O gün içerisinde dizi/film izlemek, bilgisayarda veya telefonla oyun oynamak, sosyal medyada yorum ya da paylaşım yapmak ve hatta herhangi bir mobil cihaza, bilgisayar ve tablete erişmek bile yasak. Öte yandan tüm bu boş vaktinizi kitap okuyarak da geçirmiyorsunuz. Çünkü dopamin detoksu kafanızı gerçekten toplamanız için sizi stresten arındıracak ve beyindeki ödül merkezinin aktif olmasını sağlayacak her türlü aktiviteye ara vermenizi gerektiriyor. Uzun telefon görüşmeleri ve mesajlaşmak da yasak olduğu için telefonda kullanmamanız gerekiyor.

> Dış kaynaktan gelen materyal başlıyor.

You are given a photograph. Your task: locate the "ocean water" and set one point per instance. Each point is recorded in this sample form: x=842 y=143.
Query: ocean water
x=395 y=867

Gün içinde vakit geçirmekte kullandığınız tüm alışkanlıkların, yukarıda yasaklı listesi içinde yer aldığını siz de fark ettiniz değil mi? İşte bu detoksa tam da bu noktada ihtiyacınız olduğunu söylemek mümkün. Peki, daha fazla sizi meraklandırmadan neler yapabileceğinizden bahsedelim;
Bunu yapmak size zor gelirse daha küçük adımlarla parça parça da başlayabilirsiniz. Mesela; İşe giderken 20 dakika boyunca cep telefonunuzu uçuş moduna alın, haftada 2 gün şeker tüketmeyin, her Pazar dijital cihazlarınızdan uzak durun, aralıklı oruç tutmayı deneyin, telefonunuzdaki tüm bildirimleri kapatın, sosyal medyada sadece hayatınızı zenginleştiren kişileri takip edin, yürüyüşe çıkarken telefonunuzu evde bırakın, yemek yaparken size yeni dünyalar açacak bir podcast dinleyin veya günlük haberlerin sizi strese sokmasından uzaklaşın.
Bunun belli bir kuralı yok anlayacağınız. Ancak önemli nokta, güçlü uyaranlara sürekli maruz kalmaya bilinçli olarak karşı koymak.